The approval, contained in a presidential letter dated October 21, 2025, was conveyed by the President’s Private Secretary, Damilotun Aderemi, to the Federal Inland Revenue Service (FIRS) and the Nigerian Midstream and Downstream Petroleum Regulatory Authority (NMDPRA).

According to reports, the decision followed a request from the FIRS to apply the 15 per cent duty on the cost, insurance, and freight (CIF) value of imported fuel, with the aim of aligning import expenses with domestic realities.

However, the new policy is expected to push fuel prices higher across the country. Industry estimates suggest petrol could rise to between ₦950 and ₦960 per litre in Abuja, while diesel may sell for between ₦1,120 and ₦1,140 — marking an increase of nearly ₦100 per litre.

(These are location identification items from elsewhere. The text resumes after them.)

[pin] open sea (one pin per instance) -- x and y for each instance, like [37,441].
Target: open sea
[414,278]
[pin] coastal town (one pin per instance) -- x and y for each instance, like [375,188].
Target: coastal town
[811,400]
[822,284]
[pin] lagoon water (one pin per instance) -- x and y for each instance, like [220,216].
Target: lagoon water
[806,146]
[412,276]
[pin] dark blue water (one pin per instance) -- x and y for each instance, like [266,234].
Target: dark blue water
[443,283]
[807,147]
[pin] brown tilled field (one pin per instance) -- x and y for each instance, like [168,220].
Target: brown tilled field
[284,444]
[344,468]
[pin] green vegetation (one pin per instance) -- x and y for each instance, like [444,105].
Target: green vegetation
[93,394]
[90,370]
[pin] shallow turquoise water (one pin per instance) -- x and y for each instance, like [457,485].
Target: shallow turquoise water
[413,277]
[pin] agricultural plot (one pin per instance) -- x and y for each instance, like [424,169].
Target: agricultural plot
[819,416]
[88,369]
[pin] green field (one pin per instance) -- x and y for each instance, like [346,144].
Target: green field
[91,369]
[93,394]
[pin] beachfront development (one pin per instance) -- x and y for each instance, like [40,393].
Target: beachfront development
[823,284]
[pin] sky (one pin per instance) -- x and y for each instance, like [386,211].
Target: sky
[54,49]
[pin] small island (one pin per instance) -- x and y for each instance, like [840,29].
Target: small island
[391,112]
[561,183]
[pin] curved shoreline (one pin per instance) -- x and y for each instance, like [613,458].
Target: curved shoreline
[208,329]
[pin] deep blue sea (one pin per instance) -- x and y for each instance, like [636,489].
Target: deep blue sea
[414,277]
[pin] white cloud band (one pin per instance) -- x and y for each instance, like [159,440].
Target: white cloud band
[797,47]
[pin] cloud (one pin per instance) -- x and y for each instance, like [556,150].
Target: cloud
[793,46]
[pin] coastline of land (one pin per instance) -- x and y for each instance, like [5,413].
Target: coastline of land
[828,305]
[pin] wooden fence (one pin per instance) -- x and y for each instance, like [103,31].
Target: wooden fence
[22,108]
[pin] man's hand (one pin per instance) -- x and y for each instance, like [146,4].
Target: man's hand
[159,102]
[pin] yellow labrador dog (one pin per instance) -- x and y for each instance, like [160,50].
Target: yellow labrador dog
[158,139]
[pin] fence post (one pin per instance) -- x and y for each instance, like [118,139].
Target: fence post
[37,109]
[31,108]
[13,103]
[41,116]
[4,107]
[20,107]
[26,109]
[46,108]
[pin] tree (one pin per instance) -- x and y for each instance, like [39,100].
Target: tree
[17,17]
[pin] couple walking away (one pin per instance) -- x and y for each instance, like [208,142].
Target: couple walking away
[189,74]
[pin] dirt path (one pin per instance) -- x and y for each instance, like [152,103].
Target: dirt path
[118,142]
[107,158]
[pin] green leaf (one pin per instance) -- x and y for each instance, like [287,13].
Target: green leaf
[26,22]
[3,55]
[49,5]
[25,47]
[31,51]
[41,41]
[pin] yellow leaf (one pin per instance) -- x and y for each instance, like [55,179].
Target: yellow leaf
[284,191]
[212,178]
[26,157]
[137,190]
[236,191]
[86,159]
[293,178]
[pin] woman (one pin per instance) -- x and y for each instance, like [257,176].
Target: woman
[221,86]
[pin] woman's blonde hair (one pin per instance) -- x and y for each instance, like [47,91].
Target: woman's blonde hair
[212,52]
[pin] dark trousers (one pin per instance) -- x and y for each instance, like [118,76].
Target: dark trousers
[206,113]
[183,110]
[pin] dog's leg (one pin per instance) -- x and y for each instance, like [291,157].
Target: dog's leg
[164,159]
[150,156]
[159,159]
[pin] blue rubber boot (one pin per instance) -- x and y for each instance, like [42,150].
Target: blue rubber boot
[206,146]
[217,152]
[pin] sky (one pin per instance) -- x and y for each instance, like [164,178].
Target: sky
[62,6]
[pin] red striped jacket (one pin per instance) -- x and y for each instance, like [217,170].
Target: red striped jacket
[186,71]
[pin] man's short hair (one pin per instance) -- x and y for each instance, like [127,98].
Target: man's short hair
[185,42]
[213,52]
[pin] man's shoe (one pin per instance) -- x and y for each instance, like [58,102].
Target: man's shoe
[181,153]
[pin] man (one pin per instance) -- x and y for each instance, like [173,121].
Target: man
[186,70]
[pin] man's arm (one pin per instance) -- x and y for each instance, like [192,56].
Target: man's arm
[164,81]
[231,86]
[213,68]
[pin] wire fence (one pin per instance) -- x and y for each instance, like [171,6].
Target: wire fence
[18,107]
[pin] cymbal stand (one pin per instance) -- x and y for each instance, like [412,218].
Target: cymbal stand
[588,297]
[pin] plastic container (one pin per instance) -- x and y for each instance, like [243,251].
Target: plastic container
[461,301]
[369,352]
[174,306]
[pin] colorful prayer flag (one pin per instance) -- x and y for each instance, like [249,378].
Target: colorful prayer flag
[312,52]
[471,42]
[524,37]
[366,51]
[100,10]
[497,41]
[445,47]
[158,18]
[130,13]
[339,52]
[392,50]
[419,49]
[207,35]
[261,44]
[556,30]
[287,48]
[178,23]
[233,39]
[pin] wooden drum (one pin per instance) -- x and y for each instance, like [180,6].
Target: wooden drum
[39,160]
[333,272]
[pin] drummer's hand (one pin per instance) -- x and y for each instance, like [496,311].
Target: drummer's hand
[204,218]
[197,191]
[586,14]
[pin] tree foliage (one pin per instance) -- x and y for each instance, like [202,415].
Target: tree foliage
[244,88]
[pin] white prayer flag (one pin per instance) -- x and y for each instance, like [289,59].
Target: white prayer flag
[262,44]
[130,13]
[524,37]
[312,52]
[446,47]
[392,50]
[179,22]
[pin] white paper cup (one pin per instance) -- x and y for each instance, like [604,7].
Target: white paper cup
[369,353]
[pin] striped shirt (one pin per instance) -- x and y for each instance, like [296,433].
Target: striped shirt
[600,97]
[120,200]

When fully implemented, petrol prices are projected to exceed ₦1,000 per litre at most filling stations that depend on imported products.

Data from the NMDPRA reveals that Nigeria’s PMS supply between August 2024 and October 2025 stood at 21.68 billion litres. Of this, only 6.67 billion litres — about 31 per cent — came from local sources such as the Dangote Refinery, while a larger 69 per cent (15.01 billion litres) were imported.

This heavy reliance on imports means most Nigerians remain exposed to global price fluctuations and import-related costs.

As of October 21, 2025, the landing cost of imported petrol was ₦839.97 per litre — slightly below Dangote Refinery’s ex-depot price of ₦877 per litre, according to figures from the Major Energy Marketers Association of Nigeria (MEMAN).

Analysts believe the newly approved import duty could give Dangote Refinery an edge over imported fuel, potentially reshaping the market dynamics.

The development comes amid recent fuel price increases across the country, triggered by adjustments in ex-depot rates by Dangote Refinery and depot owners.

It also follows a fresh directive by the FIRS instructing banks and financial institutions to begin deducting a 10 per cent withholding tax on interest earned from short-term securities — another fiscal move seen as part of the government’s broader revenue drive.